Now the implications of this for contemporary questions on same-sex marriage or unions (not to mention transgender issues) are profound. To be human persons created in the image of God means that our very existence is bound up in our relationships with “the other”. According to Genesis 1-2, God’s design in the creation of humanity was very specific: “male and female he created them”. “It is not good for man to be alone”, so God made the woman and brought her to the man. The problem with same-sex unions (civil, sexual, or otherwise) is that they violate not just the biological distinctions inherent in our human existence but, more importantly, the spiritual and ontological distinctions that go to the root of who we are. To conceive or practice the imago Dei relation — reflected in Scripture’s affirmation that the man and the woman become “one flesh” in marriage — in any sense other than the one exclusively established by God in creation is suicidal. It constitutes a dehumanizing, self-destructive attack on the very thing that makes us human. The exclusively “one man-one woman” nature of marital relations is not one that can be modified or redefined (as though it were purely a matter of genetics, preference, or biological compatibility) without doing spiritual and ontological damage to the inner structure of our very humanness. Same-sex unions do not simply constitute a transgression of divine law; they are a corrosion of our very essence as human beings.
Certainly this concept could be extended to address the transgender issue. If our sexuality is not merely “embodied” but also “ensouled” within us, then why would we automatically assume that it is the body, rather than the soul, that is broken? That is, why would we suppose that by altering the biology of someone who struggles with sexual identity we have therefore fixed the problem? In reality, perhaps (and in light of biblical teaching I think we can confidently say) it is the soul that is sick, that it is a person’s spiritual alienation from God that has produced a twisted view of the self. Developing this point further, however, would take this post too far afield.

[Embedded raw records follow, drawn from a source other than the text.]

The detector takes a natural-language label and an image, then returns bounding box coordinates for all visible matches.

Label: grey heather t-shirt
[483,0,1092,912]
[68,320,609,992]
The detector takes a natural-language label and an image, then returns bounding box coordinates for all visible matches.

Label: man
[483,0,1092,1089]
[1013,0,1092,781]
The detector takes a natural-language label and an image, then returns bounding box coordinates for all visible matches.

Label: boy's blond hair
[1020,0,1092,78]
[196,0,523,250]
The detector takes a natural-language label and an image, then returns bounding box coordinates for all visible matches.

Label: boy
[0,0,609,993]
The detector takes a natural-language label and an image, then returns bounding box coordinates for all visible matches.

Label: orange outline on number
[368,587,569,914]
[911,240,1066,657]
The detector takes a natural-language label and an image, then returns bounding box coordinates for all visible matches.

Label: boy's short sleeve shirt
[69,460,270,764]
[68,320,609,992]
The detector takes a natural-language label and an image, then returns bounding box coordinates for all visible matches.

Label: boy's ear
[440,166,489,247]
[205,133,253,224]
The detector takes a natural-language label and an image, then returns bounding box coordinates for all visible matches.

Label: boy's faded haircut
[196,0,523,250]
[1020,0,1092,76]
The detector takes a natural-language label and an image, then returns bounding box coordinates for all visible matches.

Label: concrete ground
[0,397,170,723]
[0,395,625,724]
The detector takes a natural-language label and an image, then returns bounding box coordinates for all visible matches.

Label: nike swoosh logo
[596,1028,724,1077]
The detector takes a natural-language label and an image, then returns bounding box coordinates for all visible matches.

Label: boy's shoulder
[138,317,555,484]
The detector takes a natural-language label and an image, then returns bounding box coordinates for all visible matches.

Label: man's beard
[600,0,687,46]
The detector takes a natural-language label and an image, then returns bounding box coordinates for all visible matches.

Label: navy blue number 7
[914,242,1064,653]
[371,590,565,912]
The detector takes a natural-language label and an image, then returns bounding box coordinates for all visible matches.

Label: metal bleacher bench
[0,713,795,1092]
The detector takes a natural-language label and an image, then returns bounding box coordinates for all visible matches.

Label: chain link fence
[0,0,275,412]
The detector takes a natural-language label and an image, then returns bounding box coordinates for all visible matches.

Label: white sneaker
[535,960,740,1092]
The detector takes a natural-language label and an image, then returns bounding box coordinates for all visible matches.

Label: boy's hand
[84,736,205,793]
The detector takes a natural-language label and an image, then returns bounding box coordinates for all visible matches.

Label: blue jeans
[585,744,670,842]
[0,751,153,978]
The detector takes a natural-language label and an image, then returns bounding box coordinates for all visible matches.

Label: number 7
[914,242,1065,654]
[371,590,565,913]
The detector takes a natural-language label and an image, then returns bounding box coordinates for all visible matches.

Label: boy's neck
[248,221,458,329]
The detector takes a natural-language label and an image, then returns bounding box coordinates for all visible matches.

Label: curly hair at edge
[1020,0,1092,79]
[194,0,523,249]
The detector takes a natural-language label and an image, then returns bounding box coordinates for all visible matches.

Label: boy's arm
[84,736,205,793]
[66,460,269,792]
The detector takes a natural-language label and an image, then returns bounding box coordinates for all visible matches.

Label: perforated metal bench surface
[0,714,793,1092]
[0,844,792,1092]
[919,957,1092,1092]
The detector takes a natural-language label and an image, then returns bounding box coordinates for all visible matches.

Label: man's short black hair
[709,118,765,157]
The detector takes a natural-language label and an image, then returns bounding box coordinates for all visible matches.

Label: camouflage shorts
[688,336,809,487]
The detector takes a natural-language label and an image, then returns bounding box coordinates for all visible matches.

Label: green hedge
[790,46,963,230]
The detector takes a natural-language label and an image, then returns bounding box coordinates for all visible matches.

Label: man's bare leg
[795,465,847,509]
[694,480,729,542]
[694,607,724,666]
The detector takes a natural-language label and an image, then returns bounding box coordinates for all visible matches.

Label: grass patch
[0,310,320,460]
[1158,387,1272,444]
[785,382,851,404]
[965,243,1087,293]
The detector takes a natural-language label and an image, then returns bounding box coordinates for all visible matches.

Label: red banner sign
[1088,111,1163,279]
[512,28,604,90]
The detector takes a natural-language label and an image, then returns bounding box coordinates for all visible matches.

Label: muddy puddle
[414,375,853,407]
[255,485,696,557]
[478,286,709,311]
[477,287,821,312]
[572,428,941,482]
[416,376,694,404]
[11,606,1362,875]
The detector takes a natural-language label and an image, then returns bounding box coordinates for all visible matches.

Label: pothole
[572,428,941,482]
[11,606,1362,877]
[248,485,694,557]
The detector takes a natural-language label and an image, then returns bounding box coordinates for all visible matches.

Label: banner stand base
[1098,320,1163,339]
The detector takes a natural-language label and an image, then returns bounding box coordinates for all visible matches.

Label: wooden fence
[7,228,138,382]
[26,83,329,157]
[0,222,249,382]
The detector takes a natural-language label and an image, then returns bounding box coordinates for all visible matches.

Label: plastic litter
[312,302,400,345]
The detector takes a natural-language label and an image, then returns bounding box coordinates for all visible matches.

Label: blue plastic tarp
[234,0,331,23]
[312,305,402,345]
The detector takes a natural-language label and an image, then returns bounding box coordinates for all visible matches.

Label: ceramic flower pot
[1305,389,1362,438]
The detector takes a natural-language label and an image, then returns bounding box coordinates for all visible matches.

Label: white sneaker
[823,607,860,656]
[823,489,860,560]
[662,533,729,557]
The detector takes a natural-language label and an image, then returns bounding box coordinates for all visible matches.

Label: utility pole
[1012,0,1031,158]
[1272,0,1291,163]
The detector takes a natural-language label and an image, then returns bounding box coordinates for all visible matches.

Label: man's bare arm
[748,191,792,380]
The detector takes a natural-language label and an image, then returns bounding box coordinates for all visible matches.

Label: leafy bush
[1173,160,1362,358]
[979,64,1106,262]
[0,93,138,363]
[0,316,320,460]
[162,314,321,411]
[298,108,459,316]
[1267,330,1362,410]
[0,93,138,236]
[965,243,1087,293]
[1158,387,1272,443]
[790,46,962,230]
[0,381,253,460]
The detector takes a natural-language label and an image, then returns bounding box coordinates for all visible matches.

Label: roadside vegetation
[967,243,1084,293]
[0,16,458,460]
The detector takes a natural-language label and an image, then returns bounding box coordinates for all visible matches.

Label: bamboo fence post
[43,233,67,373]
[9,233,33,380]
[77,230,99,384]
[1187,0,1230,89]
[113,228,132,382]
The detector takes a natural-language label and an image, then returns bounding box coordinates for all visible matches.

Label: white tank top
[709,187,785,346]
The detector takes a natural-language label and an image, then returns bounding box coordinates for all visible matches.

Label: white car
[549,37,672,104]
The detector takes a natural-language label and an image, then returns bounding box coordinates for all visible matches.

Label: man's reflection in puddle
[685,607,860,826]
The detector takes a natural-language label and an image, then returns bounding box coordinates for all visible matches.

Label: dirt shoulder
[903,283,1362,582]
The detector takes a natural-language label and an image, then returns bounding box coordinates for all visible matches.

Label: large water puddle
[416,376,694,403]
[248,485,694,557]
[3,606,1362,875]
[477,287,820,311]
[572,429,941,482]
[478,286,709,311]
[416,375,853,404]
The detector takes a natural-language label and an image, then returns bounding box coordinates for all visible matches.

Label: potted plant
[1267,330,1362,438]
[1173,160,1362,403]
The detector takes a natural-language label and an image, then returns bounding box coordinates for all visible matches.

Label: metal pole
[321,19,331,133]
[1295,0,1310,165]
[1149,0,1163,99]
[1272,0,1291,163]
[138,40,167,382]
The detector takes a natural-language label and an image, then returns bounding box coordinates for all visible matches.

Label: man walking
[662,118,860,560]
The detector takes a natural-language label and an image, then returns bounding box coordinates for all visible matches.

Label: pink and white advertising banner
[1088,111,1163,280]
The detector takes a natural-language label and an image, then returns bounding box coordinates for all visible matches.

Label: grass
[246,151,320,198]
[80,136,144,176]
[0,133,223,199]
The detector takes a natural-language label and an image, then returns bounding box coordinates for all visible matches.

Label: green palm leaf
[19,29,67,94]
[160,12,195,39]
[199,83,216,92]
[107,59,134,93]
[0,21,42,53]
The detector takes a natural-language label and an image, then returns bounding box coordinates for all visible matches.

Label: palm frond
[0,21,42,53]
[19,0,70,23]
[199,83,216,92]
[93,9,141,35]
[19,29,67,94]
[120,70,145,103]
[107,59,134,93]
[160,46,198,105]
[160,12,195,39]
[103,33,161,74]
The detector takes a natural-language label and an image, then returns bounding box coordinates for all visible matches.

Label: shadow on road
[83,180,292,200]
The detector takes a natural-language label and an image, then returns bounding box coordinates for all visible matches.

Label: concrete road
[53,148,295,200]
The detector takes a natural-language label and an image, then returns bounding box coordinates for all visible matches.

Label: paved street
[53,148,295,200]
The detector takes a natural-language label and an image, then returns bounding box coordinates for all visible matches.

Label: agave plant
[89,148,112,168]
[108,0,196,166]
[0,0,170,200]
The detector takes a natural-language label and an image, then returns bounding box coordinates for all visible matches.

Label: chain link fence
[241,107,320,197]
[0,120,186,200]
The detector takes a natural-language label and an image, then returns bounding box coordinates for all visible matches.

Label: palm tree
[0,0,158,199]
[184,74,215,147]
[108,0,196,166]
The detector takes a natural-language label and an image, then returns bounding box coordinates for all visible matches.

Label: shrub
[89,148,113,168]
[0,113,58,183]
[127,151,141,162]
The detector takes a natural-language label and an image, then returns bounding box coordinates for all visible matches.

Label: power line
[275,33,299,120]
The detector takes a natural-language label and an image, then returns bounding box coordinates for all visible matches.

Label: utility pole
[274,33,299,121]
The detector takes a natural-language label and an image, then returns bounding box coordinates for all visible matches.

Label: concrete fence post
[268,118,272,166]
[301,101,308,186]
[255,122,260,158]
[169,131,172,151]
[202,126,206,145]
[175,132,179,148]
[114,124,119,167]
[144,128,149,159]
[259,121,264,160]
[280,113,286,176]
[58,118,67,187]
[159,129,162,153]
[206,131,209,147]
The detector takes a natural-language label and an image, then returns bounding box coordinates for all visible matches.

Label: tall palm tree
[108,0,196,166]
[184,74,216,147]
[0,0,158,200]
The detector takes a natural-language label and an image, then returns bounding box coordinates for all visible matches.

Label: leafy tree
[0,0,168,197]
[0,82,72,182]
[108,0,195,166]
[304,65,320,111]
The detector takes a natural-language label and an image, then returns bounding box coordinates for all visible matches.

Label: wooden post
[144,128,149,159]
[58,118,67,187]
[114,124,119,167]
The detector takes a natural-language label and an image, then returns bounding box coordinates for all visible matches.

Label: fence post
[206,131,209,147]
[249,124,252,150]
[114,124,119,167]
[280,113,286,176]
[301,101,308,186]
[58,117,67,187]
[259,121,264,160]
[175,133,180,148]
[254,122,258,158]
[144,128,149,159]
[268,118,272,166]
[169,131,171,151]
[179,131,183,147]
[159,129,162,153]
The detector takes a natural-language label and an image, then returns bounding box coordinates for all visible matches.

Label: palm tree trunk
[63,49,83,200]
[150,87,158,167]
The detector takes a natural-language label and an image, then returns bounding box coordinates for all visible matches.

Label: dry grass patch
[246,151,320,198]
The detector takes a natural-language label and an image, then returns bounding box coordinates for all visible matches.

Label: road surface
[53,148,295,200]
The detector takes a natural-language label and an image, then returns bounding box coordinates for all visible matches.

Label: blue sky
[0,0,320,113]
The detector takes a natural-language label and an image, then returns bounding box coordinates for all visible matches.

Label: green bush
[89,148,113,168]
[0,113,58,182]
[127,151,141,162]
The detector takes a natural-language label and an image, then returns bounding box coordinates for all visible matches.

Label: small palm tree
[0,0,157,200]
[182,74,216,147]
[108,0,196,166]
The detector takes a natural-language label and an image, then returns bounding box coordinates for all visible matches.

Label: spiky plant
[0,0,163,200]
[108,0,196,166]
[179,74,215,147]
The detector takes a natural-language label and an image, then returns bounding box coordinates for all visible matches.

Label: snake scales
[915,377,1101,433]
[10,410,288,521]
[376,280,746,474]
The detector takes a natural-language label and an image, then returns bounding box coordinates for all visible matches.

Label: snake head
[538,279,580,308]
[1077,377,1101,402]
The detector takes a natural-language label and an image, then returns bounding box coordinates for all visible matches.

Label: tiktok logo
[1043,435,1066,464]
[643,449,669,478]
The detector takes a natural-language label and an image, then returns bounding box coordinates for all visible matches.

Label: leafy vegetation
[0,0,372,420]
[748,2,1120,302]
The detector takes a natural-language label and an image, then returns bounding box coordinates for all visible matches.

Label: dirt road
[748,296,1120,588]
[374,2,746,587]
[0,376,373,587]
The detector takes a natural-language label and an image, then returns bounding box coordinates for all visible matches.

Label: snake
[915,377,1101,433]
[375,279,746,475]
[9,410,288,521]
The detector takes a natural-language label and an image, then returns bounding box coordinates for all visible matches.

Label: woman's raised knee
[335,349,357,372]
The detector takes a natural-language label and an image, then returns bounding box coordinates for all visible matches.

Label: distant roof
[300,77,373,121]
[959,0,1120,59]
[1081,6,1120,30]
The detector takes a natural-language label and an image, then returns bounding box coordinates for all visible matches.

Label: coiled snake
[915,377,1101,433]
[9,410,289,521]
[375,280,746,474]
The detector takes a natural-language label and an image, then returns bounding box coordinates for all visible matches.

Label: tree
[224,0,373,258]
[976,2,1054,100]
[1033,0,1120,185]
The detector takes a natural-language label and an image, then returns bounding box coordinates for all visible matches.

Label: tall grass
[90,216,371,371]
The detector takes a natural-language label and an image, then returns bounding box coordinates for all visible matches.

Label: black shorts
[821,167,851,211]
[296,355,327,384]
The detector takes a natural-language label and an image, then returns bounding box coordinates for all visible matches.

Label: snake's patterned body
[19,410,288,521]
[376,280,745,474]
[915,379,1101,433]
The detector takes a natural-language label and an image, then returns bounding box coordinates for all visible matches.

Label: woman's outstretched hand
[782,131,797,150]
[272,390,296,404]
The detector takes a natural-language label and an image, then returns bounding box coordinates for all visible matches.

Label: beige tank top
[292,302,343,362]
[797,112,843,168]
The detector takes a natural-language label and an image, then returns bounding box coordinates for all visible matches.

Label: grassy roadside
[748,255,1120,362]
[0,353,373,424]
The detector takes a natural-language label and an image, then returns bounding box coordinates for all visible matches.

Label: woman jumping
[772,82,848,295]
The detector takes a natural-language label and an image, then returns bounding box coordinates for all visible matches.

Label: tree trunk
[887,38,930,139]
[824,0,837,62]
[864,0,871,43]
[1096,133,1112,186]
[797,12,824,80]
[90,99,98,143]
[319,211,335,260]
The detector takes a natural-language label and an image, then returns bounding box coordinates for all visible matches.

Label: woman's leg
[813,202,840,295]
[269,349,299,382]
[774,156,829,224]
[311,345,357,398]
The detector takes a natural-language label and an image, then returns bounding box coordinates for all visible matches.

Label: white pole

In conclusion then, I think that regardless of whatever Eugene Peterson may think about same-sex marriage, Christians who are called to seek the healing and salvation of sinners cannot approve of a practice or lifestyle that ultimately leads to their destruction. Such would be a contradiction in terms. Just as we would never condone someone putting a gun to his or her head and pulling the trigger, so also we should never condone someone engaging in a sexual relation that constitutes a suicide of the soul. In such circumstances, affirmation would not be love, but hate. When confronted by the destruction of human beings, love does not smile and speak of tolerance; it warns of imminent danger and, if possible, intervenes. By God’s grace, may the church of Jesus Christ take its stand for life and not against it.
 Geordie W. Ziegler, Trinitarian Grace and Participation: An Entry into the Theology of T.F. Torrance (Minneapolis, MN: Fortress Press, 2017), 161-162. For citations of Torrance’s works, see Ziegler, 160.